Segundo a FAO, os preços internacionais do arroz começaram uma escalada desde o início do ano, depois de subirem 9% em 2006 e 17% em 2007. O preço do produto subiu 12% em fevereiro e mais 17% em março, segundo o índice All Rice Price, elaborado pela entidade.
>>> Condições climáticas
O clima é outro fator que reduziu a quantidade de alimentos produzida no mundo, segundo relatório da ONU divulgado na semana passada.
As condições climáticas desfavoráveis devastaram culturas na Austrália e reduziram as colheitas em muitos outros países, em particular na Europa, segundo a FAO.
Segundo as previsões da FAO, as reservas mundiais de cereais caíram para o seu nível mais baixo em 25 anos com 405 milhões de toneladas em 2007/2008, 5% (21 milhões de toneladas) abaixo do nível já reduzido do ano anterior.
>>> Biocombustíveis?
“Os biocombustíveis são apenas uma gota no oceano desse cenário de aumentos”, diz a professora da Universidade Federal do Rio de Janeiro Suzana Kahn Ribeiro.

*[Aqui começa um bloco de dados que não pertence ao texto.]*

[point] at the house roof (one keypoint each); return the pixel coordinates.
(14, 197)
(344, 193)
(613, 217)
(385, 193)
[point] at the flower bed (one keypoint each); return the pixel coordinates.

Segundo ela, o caso do biocombustível é particular do etanol fabricado a partir do milho dos Estados Unidos. “O milho é uma cultura alimentar e, de fato, começou a haver um desvio da produção de milho com finalidade para alimento para a produção do etanol”, diz. Com a redução da oferta de milho subiu o preço dos derivados, o que começou um processo em cadeia: aumentou o preço da ração dos animais e, conseqüentemente, das carnes. “No Brasil (onde o etanol é feito a partir da cana-de-açúcar) a realidade é bem diferente; tanto que no nosso histórico dos últimos 30 anos aumentamos a produção não só de etanol, mas também de alimentos”, diz.